Me parece muy normal que haya ese debate identitario sobre qué es ser mujer, y además tampoco está nada claro qué es ser un hombre hoy. Mi impresión es que en la España de Zapatero estábamos muy orgullosos de lo rápido que se había avanzado en feminismo y en el reconocimiento del matrimonio homosexual, y se cometió un error de apreciación: la sociedad va más lenta que las disposiciones legislativas y los cambios políticos. Y de hecho el avance de la extrema derecha puede explicarse por eso mismo, porque procede de un cierto malestar de los varones de la sociedad que se sienten destronados y muy inseguros. Cierto es que con la modificación de los tipos penales disuades algunas conductas, pero eso no cambia los roles de la pareja ni las masculinidades que venimos arrastrando desde hace muchísimo tiempo.
¿Qué clase de supervisión hay que hacer sobre los algoritmos para que la inteligencia artificial no nos desborde?
Hemos inventado un tipo de tecnología llamado ‘machine learning’, máquinas que aprenden. Cuando uno tiene un hijo o una hija que aprende, el control sobre él o ella es limitado, podemos educarlos, pero no controlarlos. Análogamente, este tipo de tecnologías requieren regulación y supervisión, pero no van a tolerar un control excesivo sin arruinar su performatividad, que es lo que no queremos. Cada vez conducimos coches más seguros, pero también más desobedientes, porque toman decisiones automatizadas por su cuenta al margen de nuestra voluntad, lo cual puede ser fantástico. Tenemos que construir un ecosistema humanos-máquinas donde se combinen los aciertos de los unos y los otros y donde se corrijan los errores de ambos.

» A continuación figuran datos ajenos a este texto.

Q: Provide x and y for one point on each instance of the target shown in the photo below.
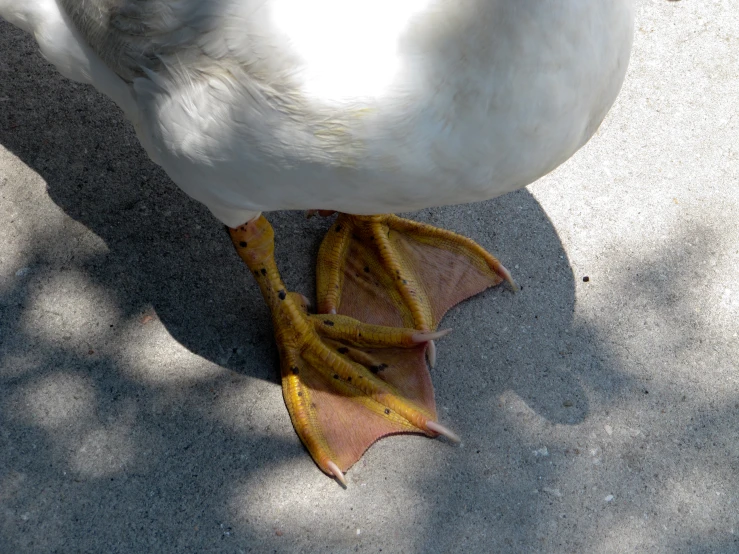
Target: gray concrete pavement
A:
(140, 409)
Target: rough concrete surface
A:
(140, 409)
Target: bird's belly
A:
(447, 132)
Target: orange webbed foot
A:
(387, 270)
(346, 383)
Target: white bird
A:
(358, 106)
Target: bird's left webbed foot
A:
(388, 270)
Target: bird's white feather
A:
(361, 106)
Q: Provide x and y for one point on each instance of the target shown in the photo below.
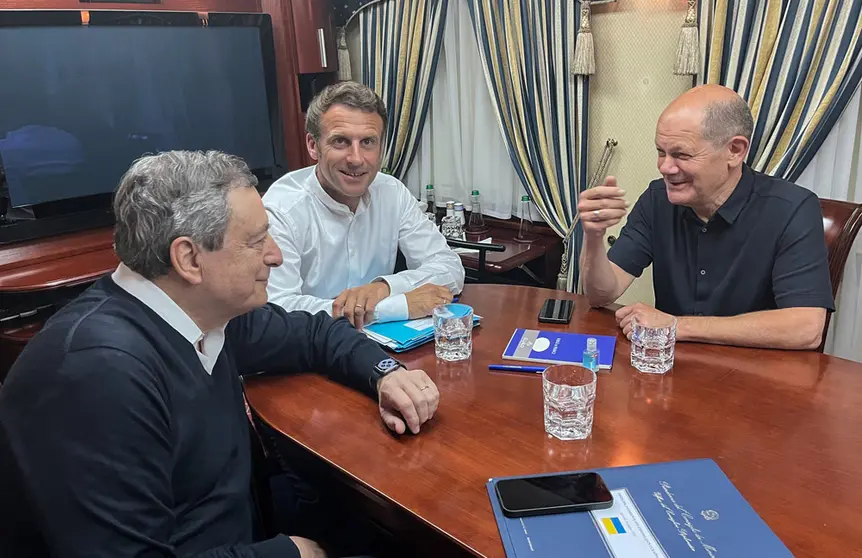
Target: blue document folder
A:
(662, 510)
(553, 347)
(404, 335)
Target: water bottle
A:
(525, 230)
(431, 206)
(450, 226)
(477, 221)
(591, 355)
(459, 213)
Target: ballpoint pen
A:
(516, 368)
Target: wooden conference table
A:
(786, 427)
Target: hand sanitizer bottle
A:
(591, 355)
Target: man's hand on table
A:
(642, 311)
(407, 396)
(308, 548)
(358, 304)
(422, 300)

Esto no va de humanos controlando un proceso, sino de humanos que entienden que este proceso tiene una similitud con la evolución biológica, que de alguna manera son ‘seres vivos’ …de hecho, hablamos de redes neuronales para explicar la inteligencia artificial. Hemos entendido que las máquinas evolucionan con una lógica más similar a la del mundo biológico que a la del físico, y que nosotros coevolucionamos con ellas. Debemos construir un sistema en el que debe haber más diálogo que control. No podemos aplicar las categorías que nos servían para el control del mundo analógico a la inteligencia artificial; debemos entenderlo bien.
Si antes ya hablábamos de brecha digital, ¿qué va a suceder ahora?
Ha habido unos años de una cierta unificación digital, en los que los norteamericanos nos prestaban con su tradicional benevolencia colonial una plataforma en la que ellos supuestamente no tenían ningún interés. Desde hace unos años esto ha cambiado, y tenemos un espacio completamente fragmentado.
Por un lado, está la brecha norte-sur; por otro, ya se habla del sur global como un planeta absolutamente diferente y, finalmente, dentro del norte global tenemos al menos tres modelos de Internet. El primero es el americano, regido por criterios de negocio; el segundo es el ruso y chino, centrado sobre un nuevo telón de acero digital en el caso del ruso y en tecnologías al servicio del poder en el caso chino. Y luego está el modelo europeo, en el que tratamos de combinar el grado de supervisión con la privacidad, el espacio abierto de los datos, la huella ecológica… Esa es la gran apuesta que tenemos ahora mismo.